O padrão que mais aparece: atendimento pós-venda no WhatsApp, triagem de chamado interno, consulta a norma e procedimento, extração de dado de documento que hoje alguém digita à mão.
Como não começar
Os três erros que mais fazem projeto de agente morrer antes de entrar em produção:
- Escopo largo demais. "Um agente que atende tudo" leva seis meses e não entra no ar.
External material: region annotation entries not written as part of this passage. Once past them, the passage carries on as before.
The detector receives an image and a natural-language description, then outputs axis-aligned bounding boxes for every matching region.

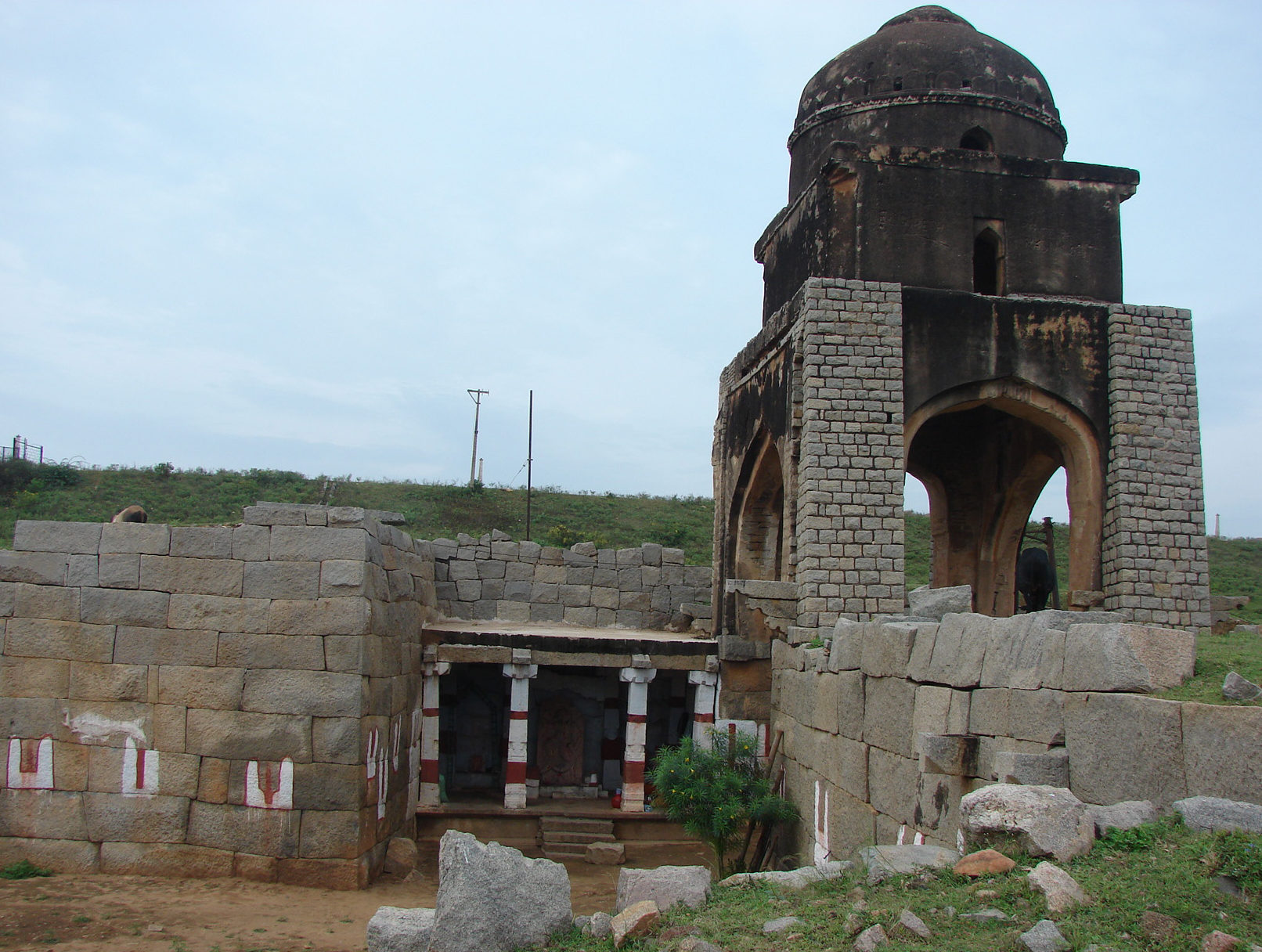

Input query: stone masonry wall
[0,503,434,889]
[1102,305,1210,628]
[431,532,712,630]
[794,278,903,628]
[773,611,1262,861]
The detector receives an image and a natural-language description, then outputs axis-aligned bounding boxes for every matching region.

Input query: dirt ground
[0,847,703,952]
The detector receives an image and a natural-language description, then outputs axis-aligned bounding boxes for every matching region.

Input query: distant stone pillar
[622,658,658,813]
[688,670,718,744]
[416,662,452,807]
[503,653,539,810]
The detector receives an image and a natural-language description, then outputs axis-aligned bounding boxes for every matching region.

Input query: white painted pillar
[415,660,452,807]
[503,663,539,810]
[688,670,718,745]
[622,657,658,813]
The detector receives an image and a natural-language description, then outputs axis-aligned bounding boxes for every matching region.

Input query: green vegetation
[549,818,1262,952]
[0,860,53,878]
[652,731,798,876]
[0,460,1262,603]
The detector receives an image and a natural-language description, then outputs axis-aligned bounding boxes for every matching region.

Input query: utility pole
[467,390,491,486]
[519,390,535,542]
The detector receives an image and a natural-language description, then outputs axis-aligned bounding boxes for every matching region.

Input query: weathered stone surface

Um agente que resolve o assunto mais repetido da sua fila entra em semanas e ganha o direito de crescer.
- Nenhuma métrica combinada antes. Sem saber a taxa de resolução sem humano de hoje, não há como afirmar que melhorou. A conversa vira opinião.
- Piloto que nunca vira operação. Demonstração impressiona a diretoria e morre porque ninguém definiu quem opera, quem revisa e quem responde quando quebra às três da manhã.
O que medir depois do go-live
Quatro números bastam para saber se o agente está ajudando:
- Taxa de resolução sem humano — a métrica principal, e a única que justifica o investimento.
- Motivo de transbordo — cada transferência para humano é um item da lista de melhoria do mês seguinte.
- Custo por conversa — consumo de modelo mais canal, para a conta não surpreender no fim do mês.
- Reclamação sobre a resposta — o sinal de que os limites estão frouxos em algum lugar.
Por onde começar de verdade
Antes de escolher plataforma ou modelo, faça o trabalho chato: pegue o histórico real do último mês de atendimento ou de chamados e separe o que é repetição resolvível do que exige julgamento humano. Esse recorte define o escopo, o ganho esperado e o tamanho do projeto — com número, não com estimativa de fornecedor.
Com isso em mãos, o primeiro agente costuma levar semanas, não meses. E, mais importante, ele entra em produção com um critério objetivo de sucesso combinado antes de a primeira linha de código existir.